Le Congo est un pays principalement jeune. La province a une jeunesse belle et résiliente, qui ne demande qu’à recevoir une bonne instruction et un peu de pain, pour se réaliser pleinement. Combien de fois il nous a été donné de voir, avec admiration et fierté, des myriades d’écoliers d’une certaine maigreur, qui parcourent plusieurs kilomètres chaque jour, afin d’aller étudier ? Et nous savons qu’ils ne mangent pas toujours à leur faim (cette carence pouvant expliquer la non-scolarisation de plusieurs enfants, qui décrochent). Ces élèves dignes et courageux, par ce simple geste de longue marche quotidienne, souvent le ventre vide, prouvent qu’ils ont la soif d’apprendre, la volonté de réussir et de former leur personnalité. Pourvu qu’on les aide, en luttant contre la malnutrition.

Notre grande amertume tient précisément au fait que beaucoup d’instituteurs, chargés de transmettre le savoir à ces enfants, n’ont pas la formation requise, les compétences nécessaires et le sens des responsabilités. Certains d’entre eux (même des directeurs d’établissements, avions-nous constaté) ont de réels problèmes à s’exprimer aisément en français et à écrire correctement. Il convient aussi de relever l’absentéisme de quelques encadreurs, qui préfèrent entreprendre des activités parallèles, dans leurs lieux d’affectation ou en dehors, plutôt que d’enseigner, alors qu’il y a insuffisance du personnel enseignant. Conséquence : les élèves ont dans leur majorité un niveau faible ; de véritables difficultés à raisonner juste en science, à parler, à lire et à écrire couramment. Ces éducateurs sont-ils réellement passés par l’Ecole normale des instituteurs ou l’Ecole normale supérieure pour étudier la pédagogie ? Comment, en pareilles conditions, dispenser un enseignement de qualité aux enfants et bien préparer leur futur ? L’école primaire est la base et une formation élémentaire mal conduite a des effets préjudiciables pour l’évolution normale de jeunes apprenants. Pis encore, la non-intégration de certains enfants en difficulté dans le système éducatif aggrave la situation. L’enseignement, tout comme la magistrature, est un sacerdoce : l’enseignant est un conducteur des esprits, un guide qui élève aux lumières ; un médecin qui guérit de l’ignorance, donne aux jeunes apprenants les outils, les ressources et les compétences essentiels pour bâtir leur avenir. Noble et beau métier auquel il faut redonner de la valeur et de la rigueur.

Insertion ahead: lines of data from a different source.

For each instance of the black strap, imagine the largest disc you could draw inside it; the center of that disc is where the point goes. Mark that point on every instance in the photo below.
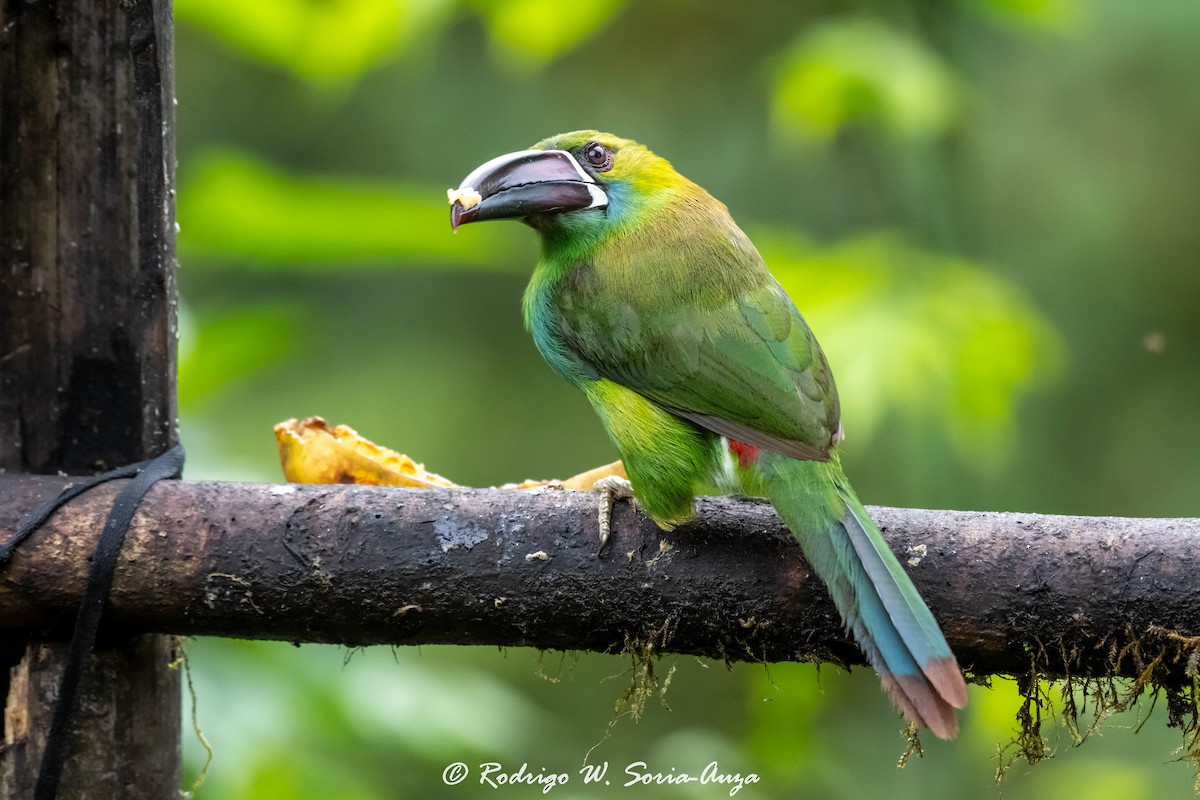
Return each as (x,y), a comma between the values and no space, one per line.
(100,581)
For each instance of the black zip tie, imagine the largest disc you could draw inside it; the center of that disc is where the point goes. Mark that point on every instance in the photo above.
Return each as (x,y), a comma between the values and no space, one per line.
(100,581)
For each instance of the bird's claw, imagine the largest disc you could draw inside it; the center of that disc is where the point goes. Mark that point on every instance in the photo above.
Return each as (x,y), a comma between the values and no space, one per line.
(611,488)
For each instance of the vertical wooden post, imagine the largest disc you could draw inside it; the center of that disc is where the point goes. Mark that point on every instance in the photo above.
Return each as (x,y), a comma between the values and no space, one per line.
(88,342)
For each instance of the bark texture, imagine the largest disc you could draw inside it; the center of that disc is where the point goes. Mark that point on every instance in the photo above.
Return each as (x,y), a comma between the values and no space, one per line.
(88,341)
(1086,596)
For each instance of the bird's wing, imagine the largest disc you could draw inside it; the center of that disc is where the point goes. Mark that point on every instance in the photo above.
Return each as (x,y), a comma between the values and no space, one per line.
(744,366)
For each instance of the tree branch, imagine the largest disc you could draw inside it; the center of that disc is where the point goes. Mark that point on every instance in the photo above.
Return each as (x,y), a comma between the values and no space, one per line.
(358,565)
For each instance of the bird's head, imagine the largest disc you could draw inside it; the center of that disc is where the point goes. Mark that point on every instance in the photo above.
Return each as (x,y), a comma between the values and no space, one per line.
(582,182)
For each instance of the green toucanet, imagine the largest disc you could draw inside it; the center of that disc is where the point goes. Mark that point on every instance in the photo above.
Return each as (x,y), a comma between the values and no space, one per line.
(651,300)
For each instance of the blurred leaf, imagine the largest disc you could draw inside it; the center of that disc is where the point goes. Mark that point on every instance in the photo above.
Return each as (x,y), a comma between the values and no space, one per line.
(233,206)
(322,41)
(933,335)
(225,348)
(1054,14)
(857,70)
(532,32)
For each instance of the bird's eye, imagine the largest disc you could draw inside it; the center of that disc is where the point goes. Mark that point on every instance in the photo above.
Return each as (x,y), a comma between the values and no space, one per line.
(599,156)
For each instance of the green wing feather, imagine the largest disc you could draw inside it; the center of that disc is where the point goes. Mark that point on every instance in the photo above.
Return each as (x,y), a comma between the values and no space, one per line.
(724,348)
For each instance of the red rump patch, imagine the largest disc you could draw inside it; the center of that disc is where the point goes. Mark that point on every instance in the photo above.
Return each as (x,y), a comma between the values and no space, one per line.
(747,453)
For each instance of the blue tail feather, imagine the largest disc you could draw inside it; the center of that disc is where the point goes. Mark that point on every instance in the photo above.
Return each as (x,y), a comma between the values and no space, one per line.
(877,601)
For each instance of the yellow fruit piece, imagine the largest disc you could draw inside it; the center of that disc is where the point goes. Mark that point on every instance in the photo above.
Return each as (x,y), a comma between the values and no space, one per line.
(313,452)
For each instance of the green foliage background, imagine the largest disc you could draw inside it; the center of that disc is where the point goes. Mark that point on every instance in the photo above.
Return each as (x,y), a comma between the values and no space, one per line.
(987,209)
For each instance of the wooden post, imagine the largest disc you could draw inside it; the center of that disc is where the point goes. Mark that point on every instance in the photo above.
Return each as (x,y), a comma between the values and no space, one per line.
(88,343)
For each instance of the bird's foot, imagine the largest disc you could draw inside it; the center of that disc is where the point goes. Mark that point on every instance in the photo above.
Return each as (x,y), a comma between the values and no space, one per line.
(611,489)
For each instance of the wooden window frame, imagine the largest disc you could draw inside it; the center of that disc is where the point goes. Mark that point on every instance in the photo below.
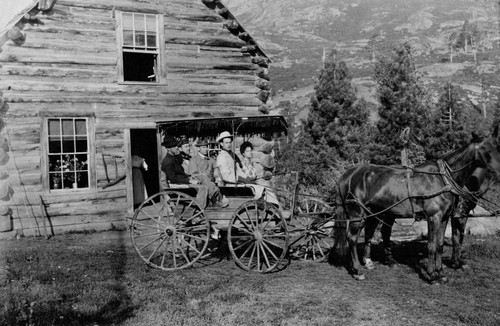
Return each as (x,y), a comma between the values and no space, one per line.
(160,50)
(44,142)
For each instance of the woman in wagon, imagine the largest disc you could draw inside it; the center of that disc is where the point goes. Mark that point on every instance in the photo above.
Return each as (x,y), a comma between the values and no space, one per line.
(202,167)
(228,162)
(175,174)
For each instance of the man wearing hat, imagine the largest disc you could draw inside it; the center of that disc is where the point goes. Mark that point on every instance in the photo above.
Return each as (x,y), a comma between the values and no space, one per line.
(229,164)
(202,167)
(172,167)
(184,153)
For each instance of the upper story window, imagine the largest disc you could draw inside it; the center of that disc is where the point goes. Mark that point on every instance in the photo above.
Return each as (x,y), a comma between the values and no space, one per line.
(140,40)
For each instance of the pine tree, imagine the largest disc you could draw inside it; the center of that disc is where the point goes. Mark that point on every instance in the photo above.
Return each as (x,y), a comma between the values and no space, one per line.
(335,114)
(403,104)
(449,130)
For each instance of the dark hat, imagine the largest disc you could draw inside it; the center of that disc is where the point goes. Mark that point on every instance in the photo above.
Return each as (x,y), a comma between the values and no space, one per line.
(266,148)
(183,141)
(201,142)
(224,134)
(169,142)
(267,161)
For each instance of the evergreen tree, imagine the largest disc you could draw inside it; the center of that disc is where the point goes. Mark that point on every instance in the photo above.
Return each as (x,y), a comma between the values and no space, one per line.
(449,129)
(403,104)
(335,116)
(334,134)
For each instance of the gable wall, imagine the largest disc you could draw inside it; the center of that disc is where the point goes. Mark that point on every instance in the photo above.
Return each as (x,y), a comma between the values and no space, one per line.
(68,64)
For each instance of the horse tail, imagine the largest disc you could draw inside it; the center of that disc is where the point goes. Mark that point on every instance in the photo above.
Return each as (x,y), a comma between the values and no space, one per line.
(338,254)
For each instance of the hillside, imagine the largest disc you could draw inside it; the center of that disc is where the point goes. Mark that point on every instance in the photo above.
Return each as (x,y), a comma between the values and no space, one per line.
(296,34)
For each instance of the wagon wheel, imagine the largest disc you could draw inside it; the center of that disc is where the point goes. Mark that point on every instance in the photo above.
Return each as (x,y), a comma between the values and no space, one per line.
(311,227)
(170,231)
(257,236)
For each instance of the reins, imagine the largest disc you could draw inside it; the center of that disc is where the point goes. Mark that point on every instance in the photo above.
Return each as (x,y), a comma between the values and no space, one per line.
(451,186)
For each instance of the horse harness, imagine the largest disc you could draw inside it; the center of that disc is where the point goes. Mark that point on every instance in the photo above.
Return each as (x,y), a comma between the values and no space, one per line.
(450,186)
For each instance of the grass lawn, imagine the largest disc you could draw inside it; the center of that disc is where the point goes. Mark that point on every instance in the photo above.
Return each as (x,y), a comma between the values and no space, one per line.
(97,279)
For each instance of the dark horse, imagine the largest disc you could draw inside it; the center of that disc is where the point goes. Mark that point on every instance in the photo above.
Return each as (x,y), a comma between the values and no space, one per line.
(477,185)
(430,191)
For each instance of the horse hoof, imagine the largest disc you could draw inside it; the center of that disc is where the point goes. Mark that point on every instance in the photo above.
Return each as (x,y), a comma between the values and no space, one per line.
(369,264)
(391,262)
(359,277)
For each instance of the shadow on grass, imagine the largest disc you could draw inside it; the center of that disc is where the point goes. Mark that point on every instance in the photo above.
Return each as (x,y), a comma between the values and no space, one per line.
(40,293)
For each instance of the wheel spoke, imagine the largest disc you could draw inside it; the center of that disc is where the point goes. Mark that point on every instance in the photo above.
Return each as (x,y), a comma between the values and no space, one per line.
(243,244)
(192,236)
(148,235)
(257,244)
(265,246)
(149,243)
(243,230)
(191,218)
(264,254)
(254,246)
(154,251)
(244,223)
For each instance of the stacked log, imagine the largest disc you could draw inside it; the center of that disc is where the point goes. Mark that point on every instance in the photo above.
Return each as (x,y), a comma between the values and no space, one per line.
(250,48)
(5,189)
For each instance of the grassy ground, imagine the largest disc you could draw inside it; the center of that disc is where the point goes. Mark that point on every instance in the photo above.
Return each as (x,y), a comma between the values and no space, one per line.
(89,279)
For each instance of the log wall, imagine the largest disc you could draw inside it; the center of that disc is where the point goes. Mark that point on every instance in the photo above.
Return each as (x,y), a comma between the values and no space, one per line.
(68,64)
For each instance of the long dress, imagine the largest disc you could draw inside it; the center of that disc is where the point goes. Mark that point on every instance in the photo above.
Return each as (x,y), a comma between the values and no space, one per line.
(138,185)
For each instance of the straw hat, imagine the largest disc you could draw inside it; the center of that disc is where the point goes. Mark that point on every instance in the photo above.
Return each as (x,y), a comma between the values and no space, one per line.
(169,142)
(266,148)
(224,134)
(201,142)
(267,161)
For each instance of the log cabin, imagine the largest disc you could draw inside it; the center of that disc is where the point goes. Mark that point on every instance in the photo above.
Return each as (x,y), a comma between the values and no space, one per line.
(82,83)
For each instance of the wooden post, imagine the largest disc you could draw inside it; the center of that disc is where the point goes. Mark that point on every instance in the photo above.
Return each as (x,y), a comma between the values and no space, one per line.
(264,109)
(263,96)
(231,24)
(263,84)
(248,48)
(16,35)
(261,61)
(263,73)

Les responsables politiques et toutes les personnes de bonne volonté sont appelés à l’union des efforts et à l’action, afin de sauver les enfants scolarisés en province de l’ombre, de l’obscurantisme et de la faim. Les élèves ont grand besoin des établissements d’excellence ; d’un véritable apprentissage, au primaire et au secondaire, avec des formateurs qualifiés et responsables. Il y a nécessité que les pédagogues bénéficient régulièrement de formations continues : recyclages, séminaires… ; que des inspecteurs contrôlent permanemment ceux-ci et, le cas échéant, proposent des sanctions à leur encontre, à la hiérarchie, suivies d’effets. Il y a urgence de recruter des enseignants, afin de résorber le déficit en province. Il est de haute importance de construire des écoles ainsi que des bibliothèques, pourvues d’un équipement moderne et d’une riche documentation, à l’usage des professeurs et élèves, dans chaque district. Il est capital d’instaurer des cantines scolaires, afin de permettre aux jeunes d’apprendre le ventre plein et en bonne forme. Mais il faut avant tout mettre les enfants dans de bonnes dispositions d’étude, en leur fournissant l’électricité et l’eau courante. Les gouvernants devraient, en outre, veiller à l’accès effectif des enfants en difficulté à la scolarisation obligatoire, garantie par la Constitution ; mettre en œuvre des politiques d’apprentissage et d’entrepreneuriat, en faveur des jeunes, qui n’ont pas bénéficié d’une formation scolaire classique, afin qu’ils acquièrent des qualifications.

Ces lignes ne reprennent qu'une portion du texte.